The only trailer footage available is provided by Gamespot, we claim no credit for it.
While the game has not yet officially released, it has been in the closed alpha stage of playtesting for a few months, meaning only randomly chosen applicants were allowed access to the game. When some may have thought they’d never get that “golden ticket” email, Radiant Entertainment stepped in to reignite the hype. As of August 10th, the alpha became open to the public, as first stated in a tweet.
Network test success! As a result, Rising Thunder Alpha is now open to all. Sign up at http://t.co/20AiuuvbbJ +play immediately–no waiting!

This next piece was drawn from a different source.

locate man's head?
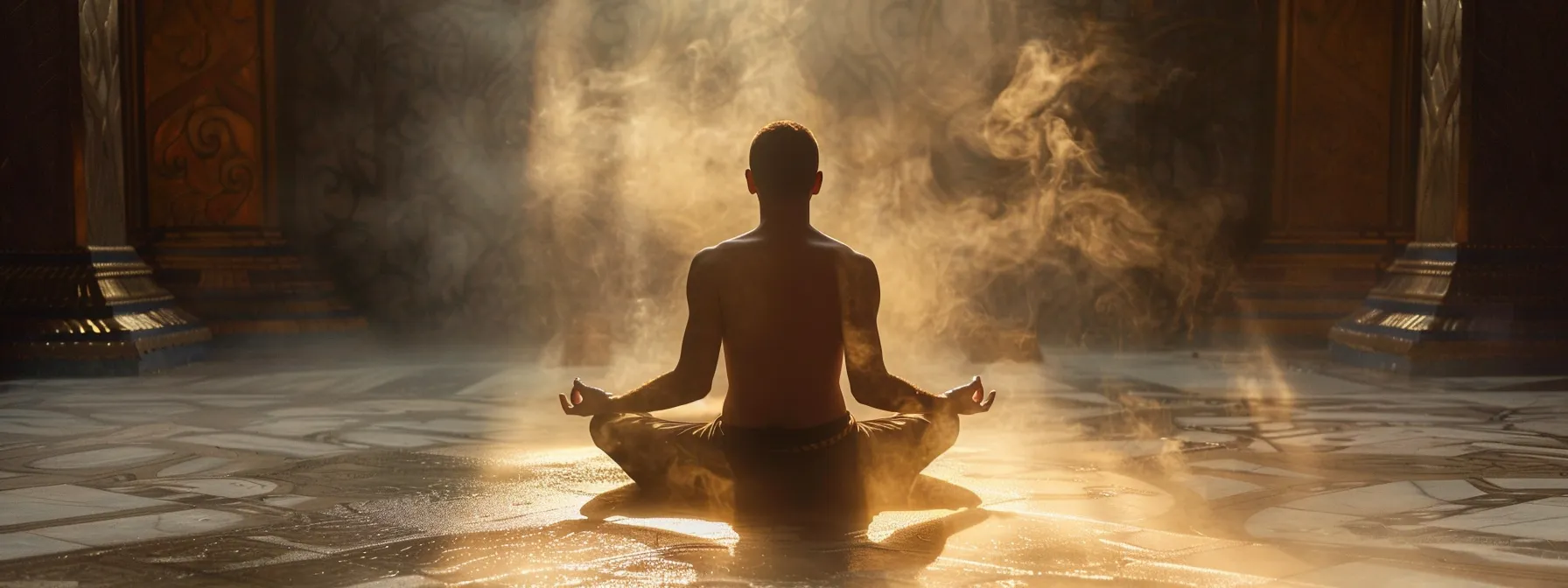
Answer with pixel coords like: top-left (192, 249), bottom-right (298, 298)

— Rising Thunder (@RisingThunder) August 10, 2015
Rising Thunder plays to many of the industry standards and leans upon its solid 2D one-on-one gameplay that fans of the genre are accustomed to. The game features a variety of robotic characters to choose from, and be sure, all the characters are indeed robots. While there is thus far no narrative context for any of the fighting, each character has their own unique attitude and personality that shines through via their voice and tone, the things they say, their general attitude, and even their posture or battle style. This means there is definitely a bit of room to piece together some sort of plot.
That being said, don’t hold out for one. Of the many focuses that make the game stand out among other similar titles is the very fact that it claims to be “built from the ground up for online play”. One of the common complaints about any fighting game’s online features is the inconsistency of service and the overall poor quality. Hundreds if not thousands of players cry out daily, complaining of lag, rubber-banding, reduced frame rates, and slow response times plaguing their online experience. Rising Thunder‘s design philosophy clearly prioritizes streamlining and smoothing out the bumps in this experience, and that’s been enough to draw fans on its own.